Em 16 de novembro, sétimo dia de regata, perto de Cabo Verde, a organização recebeu a comunicação sobre danos em um segundo barco. Desta vez foi o Bureau Vallée, de Louis Burton (França), que reportou problemas estruturais no casco. Depois de ouvir fortes estalos durante a noite, ele constatou, pela manhã, que o convés sofrera grandes rachaduras. A notícia causou impacto na flotilha, já que Burton era um dos favoritos: posicionado entre os líderes da regata naquele momento, o velejador francês foi obrigado a praticamente parar seu barco para dedicar-se a reparos quase impossíveis. Inicialmente, ele cogitou abandonar, mas não demorou muito para sua equipe e organização serem avisados de que os danos foram consertados com sucesso e que o Bureau Vallée, embora mais de 300 milhas (555 km) atrasado em relação aos rivais, estava de volta à regata.

Recordes de singradura

No geral, a alegria e o bom humor andam soltos entre os participantes. O skipper do Holcim-PRB, Nicolas Lunven (França), estreante na Vendée Globe, teve um início incrível. No dia 13 de novembro, quarto dia de regata, ele bateu um recorde de distância percorrida em 24 horas (singradura) solo em veleiro monocasco, ao completar 546,60 milhas (1.012,30 km), mostrando o potencial excepcional do seu barco, que já detém o recorde de singradura tripulada (640,48 milhas, ou 1.186 km), obtido na quinta etapa da regata volta ao mundo Ocean Race em 2023, com velocidade média de 26,68 nós (49,41 km/h).

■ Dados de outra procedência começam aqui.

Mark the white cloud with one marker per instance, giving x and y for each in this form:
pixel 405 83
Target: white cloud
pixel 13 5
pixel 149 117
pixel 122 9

Evidentemente, ninguém quer ficar atrás. Na mesma semana, Yoann Richomme (outro francês entre os favoritos), no comando do Paprec Arkéa, superou a marca do Holcim-PRB, navegando 551,84 milhas (1.022 km), entre os dias 19 e 20, em condições quase perfeitas. No entanto, poucas horas depois ele estava praticamente parado, sob sol forte e nenhuma brisa, flutuando em um quase lago de calma, em pleno Atlântico Norte.

De fato, até quinta-feira, dia 21, a regata se caracterizou pela dificuldade em se encontrar vento favorável para o rumo Sul, onde os ventos "rugidores" aguardam os navegadores. Contudo, a partir desse dia, os barcos encontraram o impulso que procuravam e passaram a descer ao largo da costa brasileira com muita velocidade. E o líder? O Macif Santé Prévoyance, de Charlie Dalin (França), assumiu de repente a frente de batalha.

No domingo, 24 de novembro, a Vendée Globe completou duas semanas desde a largada e o grupo que lidera a regata pegou o expresso para o Cabo da Boa Esperança. Uma grande área de baixa pressão surgiu no leste do Brasil, levando com ela os Imoca ávidos de vento.